Bugünkü eğitim sistemimiz, tam anlamıyla, hayal tacirliği yapıyor.
Adeta hayal satıyor.
Onlarca tercih hakkı tanıyarak, büyük hayaller kurmaya teşvik ediyor.
Oysa aldığı eğitim ve elindeki puana göre gerçekçi olmalarını sağlamak en doğru olanı ama bunu yapmıyoruz.
Bütün öğrencileri, üniversite önüne yığmaktan vazgeçmeliyiz.
Dünyanın hiçbir yerinde böyle bir sistem yok.
Olamaz da!
Çünkü gerçekçi değil.
Ülkenin dört bir yanını üniversitelerle donattık, tıka basa öğrenciyle doldurduk da, ne oldu?
İşsizlik sıralamasının ilk sırasında yıllardır, üniversite mezunları var.
Yani yükselte yükselte, sadece, işsizlerimizin, eğitim düzeyini yükseltebildik o kadar.
İnsan gücü planlaması çok önemli bir şey ama aklımızın ucundan bile geçmiyor.
Tanımlanmış ve eğitimi yapılan meslek çeşitliliğini artırmak yerine, on binlerce, hatta yüz binlerce işsiz mezunu olan, fakültelere hala, her yıl, on binlerce öğrenci alıyoruz.
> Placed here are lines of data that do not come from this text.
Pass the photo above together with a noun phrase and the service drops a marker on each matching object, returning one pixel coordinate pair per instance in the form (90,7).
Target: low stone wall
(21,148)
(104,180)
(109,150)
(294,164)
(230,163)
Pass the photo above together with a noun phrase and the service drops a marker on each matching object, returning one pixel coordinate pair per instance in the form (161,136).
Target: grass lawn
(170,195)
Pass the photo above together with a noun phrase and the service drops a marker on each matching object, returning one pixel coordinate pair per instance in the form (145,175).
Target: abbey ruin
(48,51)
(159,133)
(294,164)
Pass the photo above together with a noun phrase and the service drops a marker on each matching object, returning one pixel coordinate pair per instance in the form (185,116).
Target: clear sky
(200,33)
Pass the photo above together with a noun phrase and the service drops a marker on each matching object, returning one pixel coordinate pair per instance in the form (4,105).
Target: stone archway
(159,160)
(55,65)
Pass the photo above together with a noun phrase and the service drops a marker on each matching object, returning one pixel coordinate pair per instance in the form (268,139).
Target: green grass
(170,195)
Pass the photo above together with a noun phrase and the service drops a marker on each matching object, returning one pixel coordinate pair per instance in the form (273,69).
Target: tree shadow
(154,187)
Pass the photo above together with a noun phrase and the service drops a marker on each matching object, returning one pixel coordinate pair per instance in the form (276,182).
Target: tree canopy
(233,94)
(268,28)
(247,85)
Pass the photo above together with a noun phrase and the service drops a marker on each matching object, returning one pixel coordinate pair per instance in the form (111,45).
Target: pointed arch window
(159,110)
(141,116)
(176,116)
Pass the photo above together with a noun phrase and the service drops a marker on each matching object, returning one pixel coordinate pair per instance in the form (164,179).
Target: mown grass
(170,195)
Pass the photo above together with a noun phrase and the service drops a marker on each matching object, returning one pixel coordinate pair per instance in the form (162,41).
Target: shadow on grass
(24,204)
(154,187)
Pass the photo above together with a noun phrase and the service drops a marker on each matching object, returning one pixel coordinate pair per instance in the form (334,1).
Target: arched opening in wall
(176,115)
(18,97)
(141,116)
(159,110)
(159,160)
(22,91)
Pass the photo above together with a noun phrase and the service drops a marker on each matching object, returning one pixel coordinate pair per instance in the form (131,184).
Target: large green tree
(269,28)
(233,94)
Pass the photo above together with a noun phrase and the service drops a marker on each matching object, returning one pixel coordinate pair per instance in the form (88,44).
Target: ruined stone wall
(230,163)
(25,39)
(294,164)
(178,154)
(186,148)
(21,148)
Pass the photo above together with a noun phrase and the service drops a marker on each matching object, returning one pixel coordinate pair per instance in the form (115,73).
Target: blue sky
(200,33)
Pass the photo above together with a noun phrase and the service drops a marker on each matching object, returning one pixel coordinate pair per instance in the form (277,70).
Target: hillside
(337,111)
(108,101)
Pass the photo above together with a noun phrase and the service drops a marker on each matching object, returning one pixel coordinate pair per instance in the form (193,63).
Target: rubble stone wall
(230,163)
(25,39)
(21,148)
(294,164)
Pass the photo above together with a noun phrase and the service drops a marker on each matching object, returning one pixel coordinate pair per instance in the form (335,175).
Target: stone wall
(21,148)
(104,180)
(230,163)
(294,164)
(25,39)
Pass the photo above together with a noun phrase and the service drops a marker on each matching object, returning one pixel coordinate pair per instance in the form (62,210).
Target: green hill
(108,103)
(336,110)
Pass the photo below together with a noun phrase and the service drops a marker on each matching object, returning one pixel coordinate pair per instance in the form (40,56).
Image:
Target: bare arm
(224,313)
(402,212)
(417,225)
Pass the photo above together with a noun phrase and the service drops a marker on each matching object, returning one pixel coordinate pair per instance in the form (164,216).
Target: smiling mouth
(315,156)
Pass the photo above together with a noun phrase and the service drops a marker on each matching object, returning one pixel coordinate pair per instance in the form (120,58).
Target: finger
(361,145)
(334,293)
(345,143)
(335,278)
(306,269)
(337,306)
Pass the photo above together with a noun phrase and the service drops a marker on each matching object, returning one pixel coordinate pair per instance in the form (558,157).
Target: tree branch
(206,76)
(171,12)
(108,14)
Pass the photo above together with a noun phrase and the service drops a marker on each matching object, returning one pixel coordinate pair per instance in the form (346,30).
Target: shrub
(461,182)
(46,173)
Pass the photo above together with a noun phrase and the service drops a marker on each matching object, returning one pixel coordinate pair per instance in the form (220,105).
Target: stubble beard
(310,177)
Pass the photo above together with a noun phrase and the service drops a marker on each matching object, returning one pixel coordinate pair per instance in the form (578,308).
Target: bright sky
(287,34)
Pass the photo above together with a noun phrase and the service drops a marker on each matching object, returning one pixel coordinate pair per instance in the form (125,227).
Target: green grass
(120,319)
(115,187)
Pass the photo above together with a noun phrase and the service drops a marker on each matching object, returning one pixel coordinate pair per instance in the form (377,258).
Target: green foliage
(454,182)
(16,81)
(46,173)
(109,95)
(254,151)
Gençlerimizi, seviyor ve onların, dolayısıyla da ülkemizin geleceğini önemsiyorsak, ülkemizin kalkınma planları çerçevesinde yapılacak insan gücü planlamasını ve en önemlisi de, her bir öğrencinin ilgisini, yeteneğini ve hayallerini ciddiye almak zorundayız.
Hayal kurdurmak yetmez, onu gerçeğe dönüştürecek, ortamların da yaratılması gerekir.
Ve umuyoruz ki, artık bunun da zamanı gelmiştir!...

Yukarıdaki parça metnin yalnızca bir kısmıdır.